CDC urges mask-wearing, distancing in schools
Walensky added that while each strategy is important, CDC recommends “prioritizing the first two” — wearing masks and physical distancing.
“These two strategies are incredibly important in areas that have high community spread of Covid-19, which right now is the vast majority of communities in the United States,” Walensky said. The recommendations also emphasize keeping students in cohorts or “pods” to limit their contact with others and encourage physical distancing.
The new recommendations also note that the risk of Covid-19 spread in a school can be associated with how much spread is in the surrounding community.
“I want to underscore that the safest way to open schools is to ensure that there is as little disease as possible in the community. We know that the introduction and subsequent transmission of Covid-19 in schools is connected to and facilitated by transmission of COVID-19 in the community,” Walensky said on Friday.
The CDC recommendations include a color-coded chart to describe levels of transmission from blue for low transmission, to yellow for moderate, to orange for substantial and then to red for high transmission.
President Joe Biden said in a statement on Friday that the new CDC guidelines provide “the best available scientific evidence” on how to reopen schools safely, which remains one of his goals.
“We have sacrificed so much in the last year. But science tells us that if we support our children, educators, and communities with the resources they need, we can get kids back to school safely in more parts of the country sooner,” Biden said in part.
“When my Secretary of Education is confirmed, I will task him with working alongside school administrators, educators, and parents to safely accelerate the process of school reopenings.
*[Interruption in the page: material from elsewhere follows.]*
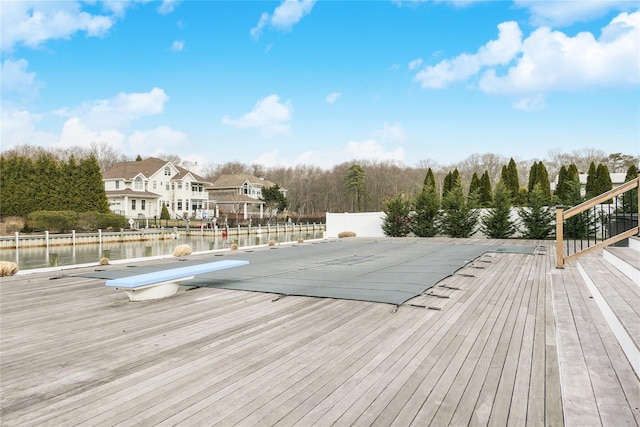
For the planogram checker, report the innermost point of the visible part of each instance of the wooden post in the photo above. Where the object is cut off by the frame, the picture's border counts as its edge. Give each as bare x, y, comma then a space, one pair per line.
559, 236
As many states continue to follow the CDC’s recommendation to prioritize teachers for vaccination, I urge all states to follow suit.”
Biden has said he will work to reopen most K-12 schools within his first 100 days in office but has stressed he will rely on health and medical experts to dictate the national guidance in order to reopen safely.
“It is a challenge to guarantee, or to say that our schools could open in 100 days — because of the deep investments that need to be made around what it takes to get schools ready and prepared to reopen,” Annette Anderson, a professor in the Johns Hopkins University School of Education and serves as deputy director for the new Center for Safe and Healthy Schools, told CNN on Friday.
“What I’m struck by is this notion that, even with the layered mitigation that they are suggesting is really an important strategy, that the CDC is not mandating that schools reopen — that’s a critical piece of this conversation because I think there was this expectation that after the 100 days, there was going to be some kind of opening that would mean all students would go back immediately,” Anderson said.
“We now know that this is going to be a much more nuanced process, and it will take time,” she added. “I think we can be hopeful that if schools adopt these strategies and as they continue to gradually reopen, that by fall, we will see more of our students in the classrooms for face-to-face learning.”